TRAVERSE CITY, Mich. (AP) — A program that has pumped $2.7 billion into healing long-term injuries to the Great Lakes environment has received authorization from Congress to continue another five years.

The U.S. Senate voted unanimously Sunday to extend the Great Lakes Restoration Initiative, as the House did earlier this year. The bill, which requires President Donald Trump‘s signature to take effect, calls for gradually boosting the program’s annual funding from $300 million to $475 million by 2026.

The measure doesn’t guarantee the money, which lawmakers will need to provide in annual spending bills. But authorizing the program for multiple years is an important step.

“Over the past decade, the Great Lakes Restoration Initiative has been producing results for communities across the region, but serious threats remain,” Laura Rubin, director of Healing Our Waters-Great Lakes Coalition, said Monday. “This bill recognizes the work we have left to do, and allows Congress to boost funding to tackle these threats before they get worse and more expensive to solve.”

The program, conceived during the presidency of George W. Bush and given its first significant funding under Barack Obama, has drawn bipartisan backing from elected officials in the eight-state Great Lakes region.

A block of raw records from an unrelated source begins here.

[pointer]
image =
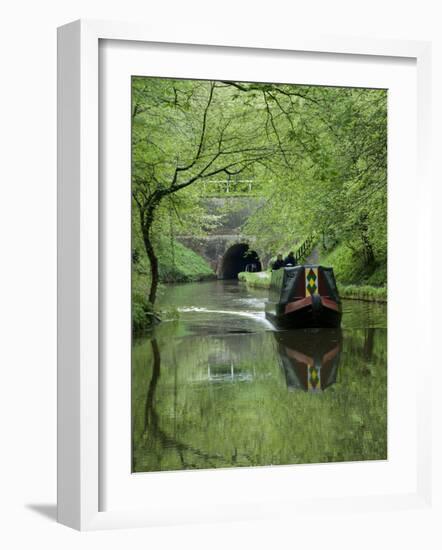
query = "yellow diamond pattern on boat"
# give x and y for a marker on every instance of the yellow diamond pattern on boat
(311, 281)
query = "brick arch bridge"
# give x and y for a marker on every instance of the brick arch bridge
(229, 254)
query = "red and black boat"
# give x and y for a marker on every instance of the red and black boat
(304, 296)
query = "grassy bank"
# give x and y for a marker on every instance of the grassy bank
(366, 293)
(257, 280)
(177, 264)
(349, 268)
(355, 292)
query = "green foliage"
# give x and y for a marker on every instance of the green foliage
(257, 280)
(350, 268)
(368, 293)
(317, 157)
(178, 264)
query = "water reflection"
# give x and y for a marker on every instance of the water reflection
(215, 388)
(310, 358)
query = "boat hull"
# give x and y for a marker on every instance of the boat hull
(310, 312)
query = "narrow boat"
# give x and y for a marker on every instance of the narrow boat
(304, 296)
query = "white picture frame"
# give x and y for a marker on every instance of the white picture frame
(79, 294)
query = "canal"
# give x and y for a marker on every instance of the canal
(220, 387)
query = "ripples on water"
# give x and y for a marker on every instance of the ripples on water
(221, 388)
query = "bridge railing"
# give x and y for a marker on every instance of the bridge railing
(306, 248)
(237, 187)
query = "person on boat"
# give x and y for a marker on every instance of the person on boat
(290, 260)
(278, 263)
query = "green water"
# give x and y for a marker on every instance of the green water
(221, 388)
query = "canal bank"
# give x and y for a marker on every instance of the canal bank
(352, 292)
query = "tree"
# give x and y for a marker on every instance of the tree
(184, 132)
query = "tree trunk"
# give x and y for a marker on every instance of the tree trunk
(153, 260)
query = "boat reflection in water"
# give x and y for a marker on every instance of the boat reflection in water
(309, 358)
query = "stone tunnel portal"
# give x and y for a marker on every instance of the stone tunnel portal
(239, 258)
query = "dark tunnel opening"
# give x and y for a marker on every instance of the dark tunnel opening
(239, 258)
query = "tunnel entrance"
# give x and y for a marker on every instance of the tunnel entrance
(239, 258)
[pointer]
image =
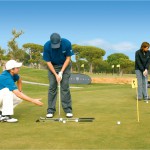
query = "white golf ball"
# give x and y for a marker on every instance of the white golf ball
(118, 122)
(60, 119)
(76, 120)
(64, 121)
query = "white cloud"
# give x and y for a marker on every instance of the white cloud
(118, 47)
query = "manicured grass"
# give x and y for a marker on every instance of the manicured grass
(108, 103)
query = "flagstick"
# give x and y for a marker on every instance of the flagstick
(138, 118)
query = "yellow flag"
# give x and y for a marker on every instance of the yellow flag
(134, 83)
(82, 65)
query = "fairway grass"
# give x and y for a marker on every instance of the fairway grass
(108, 103)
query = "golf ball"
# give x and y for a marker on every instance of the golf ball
(76, 120)
(60, 119)
(64, 121)
(118, 122)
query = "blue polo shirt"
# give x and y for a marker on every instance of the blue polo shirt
(57, 56)
(8, 81)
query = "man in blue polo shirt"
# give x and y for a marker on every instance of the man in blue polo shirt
(10, 94)
(57, 53)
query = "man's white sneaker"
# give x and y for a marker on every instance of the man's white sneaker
(8, 119)
(69, 115)
(49, 115)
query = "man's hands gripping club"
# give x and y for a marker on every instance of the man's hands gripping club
(59, 76)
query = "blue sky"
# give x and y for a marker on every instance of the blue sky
(115, 26)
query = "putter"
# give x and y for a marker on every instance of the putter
(146, 89)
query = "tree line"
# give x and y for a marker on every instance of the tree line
(87, 58)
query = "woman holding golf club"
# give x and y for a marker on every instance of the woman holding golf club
(142, 62)
(57, 53)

Sen. Debbie Stabenow, a Michigan Democrat and co-chair of the Senate Great Lakes Task Force, described it as “a major success story that has been critical to addressing the threats that face our beloved Great Lakes.”

It has supported nearly 5,500 projects targeting some of the most longstanding ecological problems plaguing the lakes: toxic industrial pollution in harbors and tributary rivers; invasive species such as zebra and quagga mussels; harmful algae caused by farm runoff and sewage overflows; and loss of wetlands and other wildlife habitats.

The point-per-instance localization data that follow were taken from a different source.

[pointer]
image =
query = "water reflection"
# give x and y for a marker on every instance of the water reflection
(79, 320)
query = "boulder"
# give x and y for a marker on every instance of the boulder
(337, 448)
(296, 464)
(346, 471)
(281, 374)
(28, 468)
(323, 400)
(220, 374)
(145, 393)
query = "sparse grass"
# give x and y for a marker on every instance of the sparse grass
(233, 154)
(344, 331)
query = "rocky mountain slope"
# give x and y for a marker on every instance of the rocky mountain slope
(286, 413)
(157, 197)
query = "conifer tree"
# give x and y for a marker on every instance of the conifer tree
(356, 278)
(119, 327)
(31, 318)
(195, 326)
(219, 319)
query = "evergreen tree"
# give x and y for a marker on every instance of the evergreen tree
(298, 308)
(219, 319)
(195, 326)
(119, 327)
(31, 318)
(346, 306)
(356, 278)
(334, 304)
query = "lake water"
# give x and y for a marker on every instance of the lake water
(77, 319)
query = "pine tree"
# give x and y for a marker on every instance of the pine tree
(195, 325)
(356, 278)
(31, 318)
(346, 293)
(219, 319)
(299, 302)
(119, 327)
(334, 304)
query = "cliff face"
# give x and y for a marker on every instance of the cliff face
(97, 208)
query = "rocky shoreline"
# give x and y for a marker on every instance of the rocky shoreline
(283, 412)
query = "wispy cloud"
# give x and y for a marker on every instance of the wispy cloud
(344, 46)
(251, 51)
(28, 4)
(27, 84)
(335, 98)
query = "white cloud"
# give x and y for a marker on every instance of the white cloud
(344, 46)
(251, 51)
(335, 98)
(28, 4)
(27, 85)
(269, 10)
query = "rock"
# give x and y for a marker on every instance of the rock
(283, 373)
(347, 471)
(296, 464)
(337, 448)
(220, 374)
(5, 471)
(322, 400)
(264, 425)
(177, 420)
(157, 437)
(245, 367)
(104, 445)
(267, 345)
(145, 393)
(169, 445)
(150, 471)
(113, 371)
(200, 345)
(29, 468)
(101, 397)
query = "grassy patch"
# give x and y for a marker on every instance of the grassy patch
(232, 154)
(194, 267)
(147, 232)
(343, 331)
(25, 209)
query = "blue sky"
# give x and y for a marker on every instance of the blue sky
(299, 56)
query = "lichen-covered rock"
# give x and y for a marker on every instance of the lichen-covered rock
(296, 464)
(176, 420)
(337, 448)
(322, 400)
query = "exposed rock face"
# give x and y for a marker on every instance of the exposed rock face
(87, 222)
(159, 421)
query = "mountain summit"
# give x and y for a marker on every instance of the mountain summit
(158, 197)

Another priority has been developing technologies and monitoring waterways to prevent invasive Asian carp, a threat to native fish species, from becoming established in the lakes.

The projects have taken place in Illinois, Indiana, Michigan, Minnesota, New York, Ohio, Pennsylvania and Wisconsin. Many have drawn matching funds from local governments, indigenous tribes and nonprofit groups.

The U.S. Environmental Protection Agency, which oversees the program, has pledged more reporting on how well it’s meeting long-term goals. EPA also is encouraging projects that can withstand stresses such as climate and ecological change, as well as population growth.

The program’s renewal offers opportunities for a stepped-up focus on communities of color and low-income areas, which the incoming administration of President-elect Joe Biden is pledging to make a priority, said Jordan Lubetkin, spokesman for Healing Our Waters coalition.

“The country’s having a conversation around race relations and equity issues,” he said. “In the environmental space, we can talk about how to do our part.”